The next stage introduces an indexer to the TSE. The indexer parses the HTML content of each webpage fetched by the crawler and then constructs an index data structure. This structure makes looking up words easy by revealing the documents in the crawler directory that contain the word and the frequency of its occurrence in each document. Additionally, the index operates as a hash table of words, with each word linked to a list of entries. An example to the left showcases the entries: words with the document id first followed by the word’s frequency in that document.
Our next step was to build a querier. The querier takes in user queries (from a file or command line), references the index created by the indexer, and then ranks documents fetched by the crawler based on relevancy. Afterward, it prints a list of documents in descending order of rank. We built our querier on the notion that Boolean operators AND and OR imply a search for pages containing all specified words or either of the specified words. The default connection between words is AND. In the demo example, you can see we query “muse and subject” which only returns one webpage (reachable from the seed URL) containing both those words.

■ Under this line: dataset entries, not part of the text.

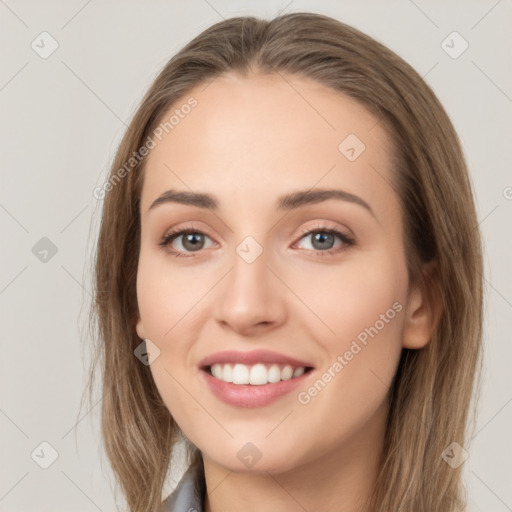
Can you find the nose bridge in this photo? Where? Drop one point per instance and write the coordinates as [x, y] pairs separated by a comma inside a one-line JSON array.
[[251, 294]]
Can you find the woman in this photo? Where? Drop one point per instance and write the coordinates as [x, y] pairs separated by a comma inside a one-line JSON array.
[[288, 276]]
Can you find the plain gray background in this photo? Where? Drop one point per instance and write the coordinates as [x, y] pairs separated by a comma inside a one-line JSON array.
[[61, 120]]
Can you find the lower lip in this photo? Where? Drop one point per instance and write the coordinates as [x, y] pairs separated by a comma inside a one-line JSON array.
[[246, 395]]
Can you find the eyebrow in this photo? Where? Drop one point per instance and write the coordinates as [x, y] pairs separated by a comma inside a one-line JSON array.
[[286, 202]]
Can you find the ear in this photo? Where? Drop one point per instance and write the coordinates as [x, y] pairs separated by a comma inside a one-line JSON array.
[[423, 311], [141, 332]]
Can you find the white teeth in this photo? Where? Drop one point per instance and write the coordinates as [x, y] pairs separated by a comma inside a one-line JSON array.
[[274, 373], [257, 374], [240, 374], [298, 371]]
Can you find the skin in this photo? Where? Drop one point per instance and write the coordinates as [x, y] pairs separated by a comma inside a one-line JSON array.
[[249, 141]]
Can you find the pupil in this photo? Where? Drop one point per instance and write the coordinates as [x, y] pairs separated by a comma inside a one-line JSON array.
[[195, 241], [322, 238]]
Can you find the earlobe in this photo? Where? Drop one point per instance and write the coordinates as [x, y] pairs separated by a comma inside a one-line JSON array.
[[140, 328], [423, 312]]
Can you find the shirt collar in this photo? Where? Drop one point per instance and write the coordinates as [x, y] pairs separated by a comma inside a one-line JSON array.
[[190, 492]]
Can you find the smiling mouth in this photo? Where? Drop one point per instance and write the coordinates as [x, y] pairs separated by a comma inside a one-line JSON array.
[[256, 374]]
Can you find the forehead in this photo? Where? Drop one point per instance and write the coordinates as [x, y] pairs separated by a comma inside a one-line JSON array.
[[267, 133]]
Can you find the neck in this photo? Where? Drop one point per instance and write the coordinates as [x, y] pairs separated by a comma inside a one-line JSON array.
[[340, 479]]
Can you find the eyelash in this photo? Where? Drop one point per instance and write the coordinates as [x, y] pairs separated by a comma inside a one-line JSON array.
[[347, 240]]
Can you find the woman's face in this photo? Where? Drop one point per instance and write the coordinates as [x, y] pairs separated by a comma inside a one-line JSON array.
[[273, 279]]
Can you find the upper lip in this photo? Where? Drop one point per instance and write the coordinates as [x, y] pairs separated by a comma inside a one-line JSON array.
[[250, 358]]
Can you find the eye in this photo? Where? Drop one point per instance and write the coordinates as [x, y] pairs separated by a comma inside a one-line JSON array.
[[181, 242], [323, 240]]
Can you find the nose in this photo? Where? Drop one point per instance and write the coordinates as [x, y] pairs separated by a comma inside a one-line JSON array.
[[251, 299]]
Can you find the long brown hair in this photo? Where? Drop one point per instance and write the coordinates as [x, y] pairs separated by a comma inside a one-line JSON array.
[[431, 394]]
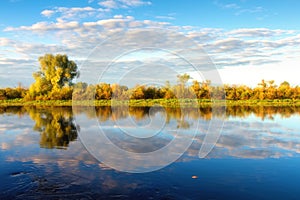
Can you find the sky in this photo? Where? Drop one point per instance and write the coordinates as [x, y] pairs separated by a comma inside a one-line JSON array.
[[237, 41]]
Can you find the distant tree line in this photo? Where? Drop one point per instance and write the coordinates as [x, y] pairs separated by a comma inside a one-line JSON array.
[[54, 82]]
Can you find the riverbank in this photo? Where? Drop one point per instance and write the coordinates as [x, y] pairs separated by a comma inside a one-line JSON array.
[[152, 102]]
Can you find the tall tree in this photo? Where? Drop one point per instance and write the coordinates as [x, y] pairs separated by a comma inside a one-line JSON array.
[[56, 72]]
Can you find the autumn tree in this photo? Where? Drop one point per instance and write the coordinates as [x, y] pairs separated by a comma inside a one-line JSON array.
[[54, 78]]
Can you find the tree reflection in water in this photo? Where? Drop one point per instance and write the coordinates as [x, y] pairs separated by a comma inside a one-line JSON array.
[[57, 128], [55, 124]]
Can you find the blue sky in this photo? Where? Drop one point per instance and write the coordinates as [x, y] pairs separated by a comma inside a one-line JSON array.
[[248, 40]]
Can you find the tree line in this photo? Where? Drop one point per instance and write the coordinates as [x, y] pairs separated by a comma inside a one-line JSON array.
[[53, 81]]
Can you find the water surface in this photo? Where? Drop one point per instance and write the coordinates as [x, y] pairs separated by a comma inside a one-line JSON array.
[[257, 155]]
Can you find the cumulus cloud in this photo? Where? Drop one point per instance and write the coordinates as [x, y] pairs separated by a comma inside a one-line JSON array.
[[115, 4], [227, 48]]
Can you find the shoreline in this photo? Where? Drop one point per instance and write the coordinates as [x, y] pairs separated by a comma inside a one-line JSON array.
[[152, 102]]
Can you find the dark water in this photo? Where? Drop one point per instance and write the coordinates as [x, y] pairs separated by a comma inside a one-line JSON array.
[[42, 156]]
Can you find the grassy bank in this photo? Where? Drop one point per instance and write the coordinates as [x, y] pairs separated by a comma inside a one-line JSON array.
[[151, 102]]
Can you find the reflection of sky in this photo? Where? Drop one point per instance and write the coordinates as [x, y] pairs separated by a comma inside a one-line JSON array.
[[27, 171]]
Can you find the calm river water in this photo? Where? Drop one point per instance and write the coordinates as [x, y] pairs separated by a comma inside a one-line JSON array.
[[65, 153]]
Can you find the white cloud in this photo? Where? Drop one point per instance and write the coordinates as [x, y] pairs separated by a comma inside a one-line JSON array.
[[234, 51], [47, 13], [116, 4]]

The last stage of our project was to implement multithreading using pthreads and giving a user the flexibility to specify the number of threads using an extra command line argument. We chose to implement this for the indexer, which meant threads would simultaneously construct the index by scanning pages in the crawler directory. We saw notable time differences in program execution.
Skills
This project built skills in web crawling, HTML parsing, index construction, and query processing. As the entirety of this project was built in C, we gained a lot of programming, debugging, and UNIX experience.